A Yank In Euro Clothing

A Yank In Euro Clothing

William Forsythe’s cutting edge leaves a new scar

While the dancers stretch and tumble, Antony Rizzi is on the soapbox as we enter the house on opening night, May 2. BAM’s Next Wave Festival offered the100 minute “Kammer/Kammer” by pioneering American born, postmodern ballet choreographer William Forsythe. From the ashes of Ballet Frankfurt, the new Forsythe Company found new homes—and sources of support—in Germany. Rizzi’s biting humor takes aim. We like to laugh at ourselves, right?

Embracing his adopted European home, which he locates at the epicenter of the dance world, Rizzi jokes about wanting to give back to the American people. The chatter grabs our attention but gets our goat. It’s intended to “put us at ease… to seduce us,” says Forsythe in his program notes. Bring on the dancing; we are prepared.

Rizzo plays the needy, nebbish boyfriend-of-a-rock-star narrator from “Outline of My Lover,” the Douglas Martin first novel that inspired Forsythe. Unlike the unassuming and almost invisible character in the Martin novel, Rizzi is in our face, and only sometimes funny.

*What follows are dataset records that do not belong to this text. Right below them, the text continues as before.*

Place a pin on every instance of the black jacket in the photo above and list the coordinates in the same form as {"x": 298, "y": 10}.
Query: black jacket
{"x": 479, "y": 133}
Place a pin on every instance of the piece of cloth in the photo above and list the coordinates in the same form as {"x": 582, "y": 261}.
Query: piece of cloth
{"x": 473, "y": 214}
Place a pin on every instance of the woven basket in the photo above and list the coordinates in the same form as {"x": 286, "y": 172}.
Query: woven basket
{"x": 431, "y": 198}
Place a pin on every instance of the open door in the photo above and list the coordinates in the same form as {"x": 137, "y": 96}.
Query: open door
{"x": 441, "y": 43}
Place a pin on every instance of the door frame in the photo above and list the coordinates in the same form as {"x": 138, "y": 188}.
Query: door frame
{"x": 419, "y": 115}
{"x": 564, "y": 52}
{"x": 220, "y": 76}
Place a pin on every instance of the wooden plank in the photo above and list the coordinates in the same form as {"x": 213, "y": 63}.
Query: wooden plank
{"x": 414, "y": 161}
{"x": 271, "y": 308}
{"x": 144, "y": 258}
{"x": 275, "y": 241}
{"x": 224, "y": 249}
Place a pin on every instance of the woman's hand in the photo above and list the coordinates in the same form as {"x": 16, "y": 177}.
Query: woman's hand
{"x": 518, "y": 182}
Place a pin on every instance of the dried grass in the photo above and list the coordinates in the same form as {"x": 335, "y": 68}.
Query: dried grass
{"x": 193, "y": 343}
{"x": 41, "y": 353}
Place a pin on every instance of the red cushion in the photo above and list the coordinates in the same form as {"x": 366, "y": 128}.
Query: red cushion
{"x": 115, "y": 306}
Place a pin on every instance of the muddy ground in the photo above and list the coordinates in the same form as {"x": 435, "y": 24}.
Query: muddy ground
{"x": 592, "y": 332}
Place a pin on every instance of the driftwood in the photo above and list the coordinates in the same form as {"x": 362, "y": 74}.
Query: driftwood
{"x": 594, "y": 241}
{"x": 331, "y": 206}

After souring with sarcasm, “Kammer/Kammer” wows with incredible video tricks and Dana Caspersen, who melts our hearts and stimulates our minds playing Catherine Deneuve. “Beginnings are hard,” she says.

The dance juxtaposes Martin’s novel and a poetic essay by Anne Carson, “Irony is Not Enough: My Life as Catherine Deneuve,” in which Deneuve is a professor of classic poetry. Also appropriated is a student film by Martin Schwember called “First Touch” in which a boy wishes he could play the violin but wasn’t allowed lessons as a child. Forsythe weaves these tales about unrequited love and balances of power—boldly reopening his characters’ raw vulnerability—with movement, stagecraft, music, and video.

The dancers are hidden from view behind a scrim and we see them in video screens. The close-up view is more intimate, but the many flat screens remind us we’re in a theater whose grand scale resists the intimacy that is the dance’s subject. What we long for most is bodies, dancing, and the visceral pleasure that’s being withheld.

Rizzi calls the dancers out in his opening monologue, saying, “Come on, this is dance-theater,” and by the end of the piece we’re convinced of the virtuosity of their now signature physicality and artistry. In “Kammer” they evince the struggles in relationships, the give-and-take, and the hurt.

Scwember lies back on a hotel mattress playing the violin—an image recreated from his film. Mattresses also serve as buoyant platforms, adding considerable spring to the dancers bouncing and tumbling, and redefining the ballon, or elevation in ballet. With this new method, the pelvis can sensuously, vulnerably jut out to the back. Though improvisational-looking, the movement is rigorous and tightly choreographed. Says Forsythe after, “You’d get your teeth knocked out if you weren’t careful.”

Caspersen’s refined stature embodies a steamy romance that’s “mental,” with a girl in her class danced by Jone San Martin who speaks with a halting French accent. San Martin senses the effect she has—proceeding with caution. Caspersen delivering Carson’s lines—while moving around the stage in bare feet, slim beige wool skirt, and beige shell top—is pure poetry. She lies on the mattress and our eyes head for her hemline and the darkness around her legs, which swimmingly move like breathing.

Richard Siegal’s funky style and wild solos of Aymen Harper transfix. In the heartening music, Caspersen lip-synchs Lynn Anderson’s “Cry,” and the violinist masters J.S. Bach.

“Meanwhile the body persists,” recites Caspersen. In the juggling of intimacy and avoidance, a circular pattern is achieved and finally, as in Carson’s essay, “comes a knock on the door.”